OP if you read their statement ladybird our committed to not labelling any books as for boys or for girls anymore.

TheLovelyBoots · 22/11/2014 19:20

As someone who IS educated in biological sciences, especially neuroscience, it is a fact, no matter how distasteful (to certain people) that boys and girls are genetically and biologically different.

As they ever have been. Gender specific toys and books, however, are a modern invention (even clothes, really, to a lesser extent). Were we really getting it so wrong for all those years?

LurcioAgain · 22/11/2014 19:21

Okay Ralf, let's talk neuroscience. From what I understand (admittedly I am a theoretical physicist rather than a biologist, so this is from reading people like Cordelia Fine and Lise Elliot, not from reading the original research papers - I don't have a subscription to pub med sci), where there are measurable differences in population means between men and women (a) it still doesn't answer the nature versus nurture question because the brain is incredibly plastic in the first five years of development, and there are numerous psychological studies showing that adults treat even very small babies differently depending on what they believe to be the baby's sex (in these experiments the colour of the baby grow is deliberately chosen not to give the adult any reliable indication of the child's sex); and (b) even where there are differences in the means, the d values for the populations are incredibly small.

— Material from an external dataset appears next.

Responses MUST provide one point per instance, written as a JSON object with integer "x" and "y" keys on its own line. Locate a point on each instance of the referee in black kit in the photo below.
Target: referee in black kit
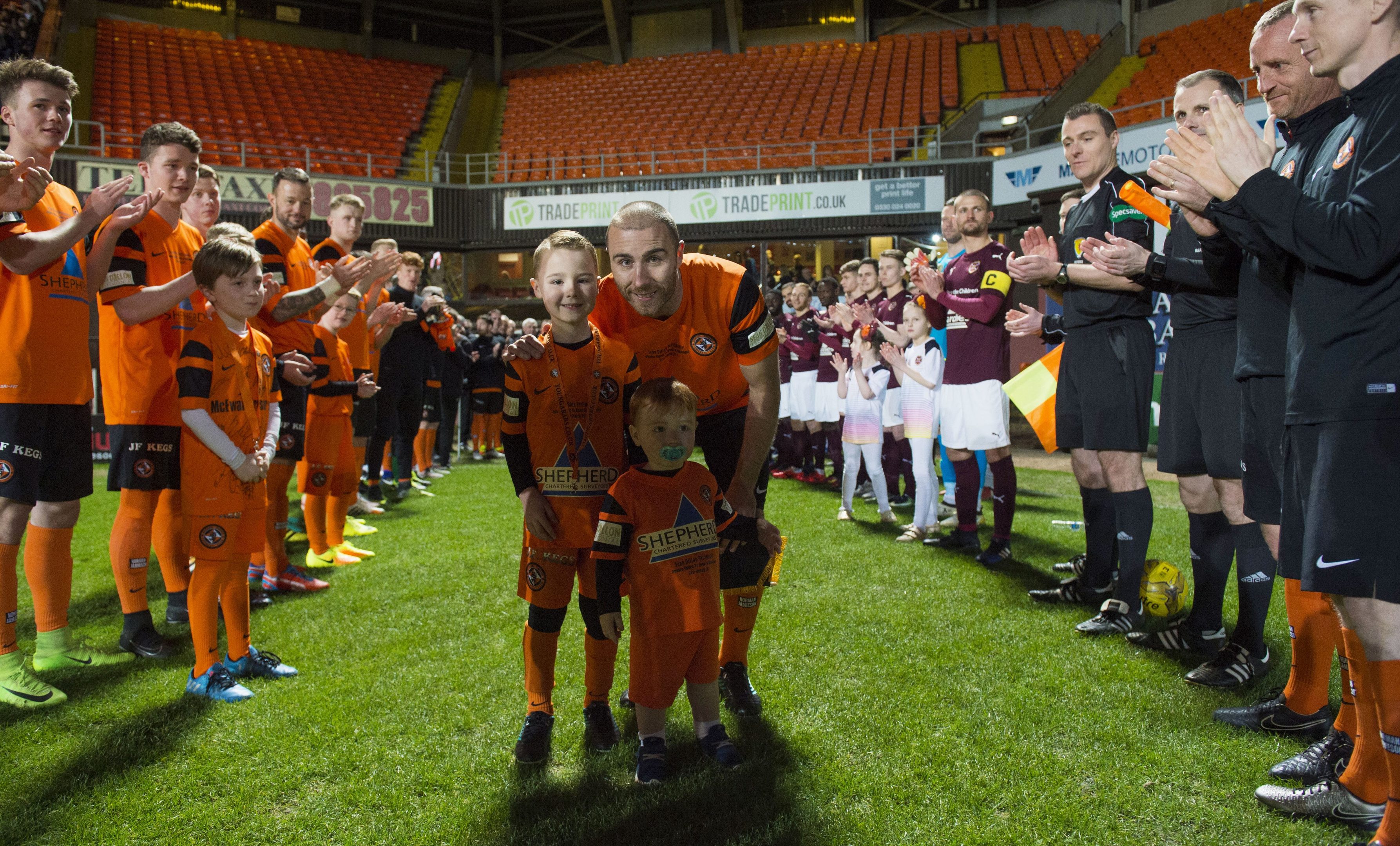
{"x": 1105, "y": 396}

What the small d values (difference in means divided by square root of product of standard deviations) indicate is that, for instance if you have a small difference between the average performance on a maths test at age 8, say, you might well still have 45% of girls out performing the average boy. The two distributions overlap more than they differ. Now think about the sciences that depend on doing maths - physics and engineering (and biology and neuroscience for that matter - you need to understand stats well enough to understand the difference between population statistics and sample statistics for a start, something that a lot of pop science article writers clearly don't). Do you want a publisher saying "I know, let's publish 'The big bumper book of science for boys'?" Because I don't!

Going back to the question I and others have asked: who will be harmed if those labels are taken away? I can tell you who does get harmed by the presence of those labels: women like me and Fuzzpig who go through our whole childhood, adolescence and adult years being told by a substantial proportion of adults who should damn well know better that we can't be proper girls/women because we like the wrong things. And equally (in fact, probably for once more seriously) boys/men who like the wrong things. Because our society is much more forgiving of non-gender-conforming women than it is of non-gender-conforming men (pace usual experiences whereby you have to struggle every fucking inch of the way to do something society doesn't approve of you doing, like mechanical engineering).

There are publishers out there doing excellent work. I've just persuaded a friend of mine to get into climbing (and by extension her DS, who is the same age as mine). She got a book out of the library with probably equal numbers of women and men climbers, including an Indonesian woman speed climbing champion who climbs in a hijab.

Itsfab · 22/11/2014 19:22

Bollocks.

If my son wants to read a book entitled Stories for Girls I will buy it for him. Shock horror. Smiths haven't yet employed security guards to stop you buying pink stuff for blue children Hmm.

Something labelled for boys doesn't mean you will break the law if you buy it for a girl Hmm.